PwC continues to change many existing policies to market to millennial recruits. They aren’t too concerned with marketing to baby boomers who might lean towards a more conservative approach to clothing in the workplace. PwC has also implemented a plan to help new recruits pay back student loans.
PwC is doing this to compete with silicon valley companies and other startups that don’t believe the way you dress influences your work. Accounting is becoming less sexy and less attractive to millennials as a career. PwC is trying to change this.
The problem with this approach is that most startups practice what they preach and have flat hierarchies. This means that everyone’s viewpoint has equal weighting. Therefore adopting a casual dress code allows everyone to feel that they are on the same level.
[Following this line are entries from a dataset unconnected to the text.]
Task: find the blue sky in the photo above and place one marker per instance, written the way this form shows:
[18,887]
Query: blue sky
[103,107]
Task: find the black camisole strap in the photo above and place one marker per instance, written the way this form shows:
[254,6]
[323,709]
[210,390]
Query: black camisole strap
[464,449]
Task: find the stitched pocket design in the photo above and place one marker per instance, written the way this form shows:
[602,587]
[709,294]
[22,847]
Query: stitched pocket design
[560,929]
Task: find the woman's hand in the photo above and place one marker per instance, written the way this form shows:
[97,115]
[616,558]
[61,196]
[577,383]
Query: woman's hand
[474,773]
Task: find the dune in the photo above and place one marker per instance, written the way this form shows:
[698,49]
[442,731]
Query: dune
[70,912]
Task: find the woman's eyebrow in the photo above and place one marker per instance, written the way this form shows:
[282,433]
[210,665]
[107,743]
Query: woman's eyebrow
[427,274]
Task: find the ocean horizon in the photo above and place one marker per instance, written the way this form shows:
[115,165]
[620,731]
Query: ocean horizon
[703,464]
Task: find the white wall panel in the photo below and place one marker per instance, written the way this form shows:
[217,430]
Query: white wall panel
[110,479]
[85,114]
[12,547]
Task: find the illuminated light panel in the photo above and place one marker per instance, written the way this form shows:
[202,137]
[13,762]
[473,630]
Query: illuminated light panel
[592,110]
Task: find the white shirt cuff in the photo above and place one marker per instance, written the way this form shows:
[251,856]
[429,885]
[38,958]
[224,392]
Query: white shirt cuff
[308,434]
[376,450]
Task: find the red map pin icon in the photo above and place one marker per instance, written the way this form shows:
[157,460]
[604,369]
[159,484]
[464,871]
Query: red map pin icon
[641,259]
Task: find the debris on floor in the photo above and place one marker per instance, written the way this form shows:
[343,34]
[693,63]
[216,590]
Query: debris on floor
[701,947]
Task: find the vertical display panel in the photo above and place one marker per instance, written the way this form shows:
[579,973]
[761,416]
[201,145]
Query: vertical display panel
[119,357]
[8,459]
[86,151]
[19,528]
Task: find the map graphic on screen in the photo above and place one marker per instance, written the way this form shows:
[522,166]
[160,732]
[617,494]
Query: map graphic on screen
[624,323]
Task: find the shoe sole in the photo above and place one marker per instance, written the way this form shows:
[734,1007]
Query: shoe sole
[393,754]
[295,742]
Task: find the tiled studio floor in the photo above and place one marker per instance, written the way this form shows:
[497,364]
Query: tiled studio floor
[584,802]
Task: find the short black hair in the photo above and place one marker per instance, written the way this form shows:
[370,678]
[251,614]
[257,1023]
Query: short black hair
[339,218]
I think PwC thinks that they are moving towards the same approach, but I would disagree with that. The very business model of the big 4 accounting firms is built around a rigid hierarchy. All decisions begin and end with partners as they are the owners of the firm.
The primary reason that the big 4 accounting firms love young people in the firm is because the differential between what young associates make versus their billing hour is passed to the partners. Young people are ok with this because they come in with no skills and are happy to have a job.
The money made by the largest demographic of the firm is passed on to the smallest amount of people within the firms. In other words, the partners profit greatly off of the sweat equity of associates and senior associates.